Arkansas Radio Network
- Type: Radio network
- Country: United States
- Headquarters: 700 Wellington Hills Road; Little Rock, AR 72211;

Ownership
- Owner: Arkansas Radio Network

History
- Launch date: 1967; 59 years ago
- Closed: March 20, 2022; 4 years ago

= Arkansas Radio Network =

Radio network in Arkansas, United States

Arkansas Radio Network (ARN) was a statewide radio network serving radio stations in the state of Arkansas. ARN was headquartered in Little Rock, Arkansas operating from its flagship station KARN-FM and ended its existence under the ownership of Cumulus Media.

==History==

ARN began their broadcasting activities in 1967 and for 55 years provided affiliates in Arkansas top news headlines, agriculture business news, sports, and specialty programming.

The Network started as the Delta Farm Network, an early morning program by KARK Farm Director Bob Buice, who also appeared on KARK-TV. Known for his velvet-like voice, he also did a weekend program on the Network for many years called Uncle Bob's Stories from the Bible.
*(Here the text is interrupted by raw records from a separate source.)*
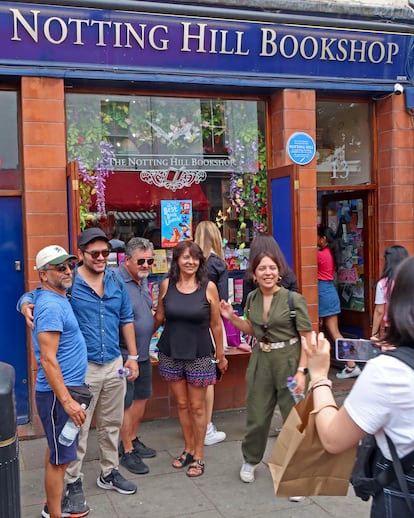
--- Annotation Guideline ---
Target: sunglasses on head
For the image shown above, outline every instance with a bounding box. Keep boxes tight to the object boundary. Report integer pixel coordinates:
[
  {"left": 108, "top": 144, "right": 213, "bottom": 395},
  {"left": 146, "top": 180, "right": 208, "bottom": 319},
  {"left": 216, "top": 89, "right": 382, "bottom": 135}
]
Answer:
[
  {"left": 137, "top": 258, "right": 154, "bottom": 266},
  {"left": 85, "top": 248, "right": 111, "bottom": 259},
  {"left": 46, "top": 262, "right": 75, "bottom": 273}
]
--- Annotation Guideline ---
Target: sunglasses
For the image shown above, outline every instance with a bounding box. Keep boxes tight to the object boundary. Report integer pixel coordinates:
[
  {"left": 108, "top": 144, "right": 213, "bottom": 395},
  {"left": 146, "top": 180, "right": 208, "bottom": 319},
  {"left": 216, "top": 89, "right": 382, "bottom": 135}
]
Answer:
[
  {"left": 260, "top": 324, "right": 269, "bottom": 343},
  {"left": 137, "top": 259, "right": 154, "bottom": 266},
  {"left": 46, "top": 262, "right": 75, "bottom": 273},
  {"left": 84, "top": 248, "right": 111, "bottom": 259}
]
The network later expanded to include the AP&L (Arkansas Power and Light, later Entergy) Live Better Electrically Hour, a program of music played in the late morning and broadcast over KARK-FM's 100 kW signal. Ted Snider purchased KARK AM-FM from Mullins Broadcasting and founded the Arkansas Radio Network with newscasts provided by KARK-TV Newscasters (Don Corbett and Les Bolton) and Sportscaster Jim Elder. KARK was distributed by KARK-FM or by relays through other FM stations (KNBY-FM in Newport to KRLW-Walnut Ridge as an example).

ARN's growth came in the early 1980s, when distribution moved to satellite, although the number of affiliates had been growing into the 1970s. ARN was a staple across the state in the 1980s and 1990s, with the newscast broadcast at :55 minutes past each hour. Bob Buice was succeeded as Ag Director by John Philpot, and later by Stewert Doan.

In mid-February 2022, Cumulus Media (which acquired ARN through its 2011 acquisition of Citadel Broadcasting) informed ARN's eighteen remaining affiliates that it planned to suspend the network's operations effective March 20.